Income from direct cash transfers provides essential support for vulnerable households, enabling them to meet basic needs and invest in income-generating activities. Additionally, revenue from crop and fruit sales can significantly enhance household incomes, contingent upon market access and fair pricing. Addressing these interconnected factors is crucial for reducing multidimensional poverty and fostering sustainable development in rural communities.

Geographical characteristics significantly impact multidimensional poverty, particularly through the relationships between distance to market and distance from the zonal center. The analysis indicates that greater distance to market is positively correlated with higher levels of multidimensional poverty. This suggests that households located further away from markets face increased challenges in accessing essential goods, services, and job opportunities, which can hinder their economic advancement.

In contrast, the relationship between distance from the zonal center and multidimensional poverty is negative. This implies that households closer to urban centers benefit from better access to infrastructure, social services, and economic opportunities, which can help alleviate poverty. Given these findings, addressing geographical disparities is crucial for effective poverty alleviation strategies.

These findings highlight the need for integrated policies that tackle both household-level and spatial causes of multidimensional poverty. Enhancing education, supporting non-farm employment, and improving agricultural access can strengthen household resilience. Simultaneously, investing in infrastructure—especially roads and market access in remote areas—reduces multidimensional poverty. Together, these strategies foster inclusive development, enabling households and regions to overcome poverty’s multiple dimensions in a sustainable and equitable manner.

Recommendations

Based on the econometric results, this study identifies several variables that exert a strong and statistically significant influence on rural multidimensional poverty in Ethiopia—namely household size, non-agricultural labor participation, education expenditure, total cash transfers, income from crop and fruit sales, distance to the nearest market, and usage of chemical fertilizer. The following recommendations are proposed to translate these findings into actionable policies and programs.

Study Limitations

This study presents several counterintuitive results that may stem from data limitations or contextual complexities, particularly regarding:

Time Spent on Agricultural Work: The positive association between time spent on agricultural work and higher poverty raises concerns about labor productivity and reliance on subsistence farming.

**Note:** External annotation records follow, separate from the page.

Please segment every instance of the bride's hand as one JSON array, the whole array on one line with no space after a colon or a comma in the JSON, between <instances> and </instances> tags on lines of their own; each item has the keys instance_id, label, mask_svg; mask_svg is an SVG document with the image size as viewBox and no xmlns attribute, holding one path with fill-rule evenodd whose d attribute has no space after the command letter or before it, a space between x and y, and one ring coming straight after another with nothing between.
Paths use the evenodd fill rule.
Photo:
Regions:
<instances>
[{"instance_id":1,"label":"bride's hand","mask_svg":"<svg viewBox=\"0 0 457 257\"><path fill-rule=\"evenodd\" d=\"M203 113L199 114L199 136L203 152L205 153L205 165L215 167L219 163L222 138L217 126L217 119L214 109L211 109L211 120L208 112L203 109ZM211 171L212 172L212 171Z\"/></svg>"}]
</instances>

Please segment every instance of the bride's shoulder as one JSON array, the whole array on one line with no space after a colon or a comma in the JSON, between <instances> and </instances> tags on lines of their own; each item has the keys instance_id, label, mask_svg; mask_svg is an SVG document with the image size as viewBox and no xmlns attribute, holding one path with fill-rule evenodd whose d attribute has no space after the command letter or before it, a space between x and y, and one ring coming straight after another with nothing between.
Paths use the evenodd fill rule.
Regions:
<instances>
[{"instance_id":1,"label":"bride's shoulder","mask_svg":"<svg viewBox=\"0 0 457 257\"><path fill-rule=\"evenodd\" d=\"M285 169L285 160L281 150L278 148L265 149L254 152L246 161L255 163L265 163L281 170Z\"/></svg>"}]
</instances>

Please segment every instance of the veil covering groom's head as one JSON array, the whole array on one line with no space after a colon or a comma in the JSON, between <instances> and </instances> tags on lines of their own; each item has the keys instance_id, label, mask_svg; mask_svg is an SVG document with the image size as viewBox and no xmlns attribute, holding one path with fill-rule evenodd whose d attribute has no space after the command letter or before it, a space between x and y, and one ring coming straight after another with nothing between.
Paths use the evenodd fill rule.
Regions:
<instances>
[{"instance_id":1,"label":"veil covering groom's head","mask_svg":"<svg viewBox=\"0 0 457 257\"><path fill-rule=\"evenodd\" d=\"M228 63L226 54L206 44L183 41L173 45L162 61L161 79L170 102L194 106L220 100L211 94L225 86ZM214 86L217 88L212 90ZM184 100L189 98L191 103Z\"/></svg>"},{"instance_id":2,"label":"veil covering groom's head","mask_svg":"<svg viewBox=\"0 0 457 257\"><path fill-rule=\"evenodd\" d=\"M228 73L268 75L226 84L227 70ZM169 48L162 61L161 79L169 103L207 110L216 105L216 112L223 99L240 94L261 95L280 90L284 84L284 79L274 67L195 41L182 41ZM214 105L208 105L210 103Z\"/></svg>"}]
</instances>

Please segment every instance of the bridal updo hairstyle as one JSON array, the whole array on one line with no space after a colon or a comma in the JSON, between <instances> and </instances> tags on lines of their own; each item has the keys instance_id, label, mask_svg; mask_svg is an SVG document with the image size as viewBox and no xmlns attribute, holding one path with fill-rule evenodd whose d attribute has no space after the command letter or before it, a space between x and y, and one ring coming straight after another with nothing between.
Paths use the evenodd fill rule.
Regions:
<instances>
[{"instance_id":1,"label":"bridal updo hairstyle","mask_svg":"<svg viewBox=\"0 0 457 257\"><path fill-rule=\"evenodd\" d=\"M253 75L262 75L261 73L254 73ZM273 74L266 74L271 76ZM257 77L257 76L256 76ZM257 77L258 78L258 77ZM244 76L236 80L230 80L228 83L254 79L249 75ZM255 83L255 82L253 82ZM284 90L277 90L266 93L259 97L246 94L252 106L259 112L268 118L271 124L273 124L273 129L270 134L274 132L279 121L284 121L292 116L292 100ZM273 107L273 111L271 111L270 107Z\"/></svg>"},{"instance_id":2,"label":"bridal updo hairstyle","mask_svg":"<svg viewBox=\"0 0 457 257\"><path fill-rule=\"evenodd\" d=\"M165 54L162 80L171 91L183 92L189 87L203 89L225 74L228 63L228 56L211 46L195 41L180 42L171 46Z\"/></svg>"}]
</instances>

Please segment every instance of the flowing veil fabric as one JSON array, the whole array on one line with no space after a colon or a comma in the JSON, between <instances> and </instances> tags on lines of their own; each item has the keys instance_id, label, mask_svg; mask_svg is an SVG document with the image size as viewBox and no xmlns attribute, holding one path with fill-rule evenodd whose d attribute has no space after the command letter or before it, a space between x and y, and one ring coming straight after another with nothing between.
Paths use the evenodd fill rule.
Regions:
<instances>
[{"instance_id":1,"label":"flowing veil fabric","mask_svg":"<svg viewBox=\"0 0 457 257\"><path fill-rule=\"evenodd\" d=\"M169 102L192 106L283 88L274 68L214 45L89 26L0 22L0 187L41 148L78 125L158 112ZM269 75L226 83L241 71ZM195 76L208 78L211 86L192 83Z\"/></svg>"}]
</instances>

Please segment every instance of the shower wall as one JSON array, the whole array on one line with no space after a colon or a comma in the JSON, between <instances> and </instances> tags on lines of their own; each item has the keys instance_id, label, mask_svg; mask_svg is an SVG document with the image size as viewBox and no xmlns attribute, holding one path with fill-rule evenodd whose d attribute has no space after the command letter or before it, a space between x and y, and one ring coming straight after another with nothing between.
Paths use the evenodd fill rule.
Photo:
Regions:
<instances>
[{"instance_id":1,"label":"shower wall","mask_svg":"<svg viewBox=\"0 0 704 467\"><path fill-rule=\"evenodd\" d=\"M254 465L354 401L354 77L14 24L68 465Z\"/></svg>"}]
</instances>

Distance from Zonal Center: The negative relationship between distance and poverty suggests that households farther from administrative centers may have access to resources not accounted for in this study.

Data Availability Constraints: Limitations in capturing variables related to pay rates and household vulnerability may have reduced the model’s comprehensiveness and explanatory power.

These unexpected findings highlight the need for further investigation to clarify these relationships. Future research should incorporate additional spatial data and qualitative methods to enhance understanding in these areas.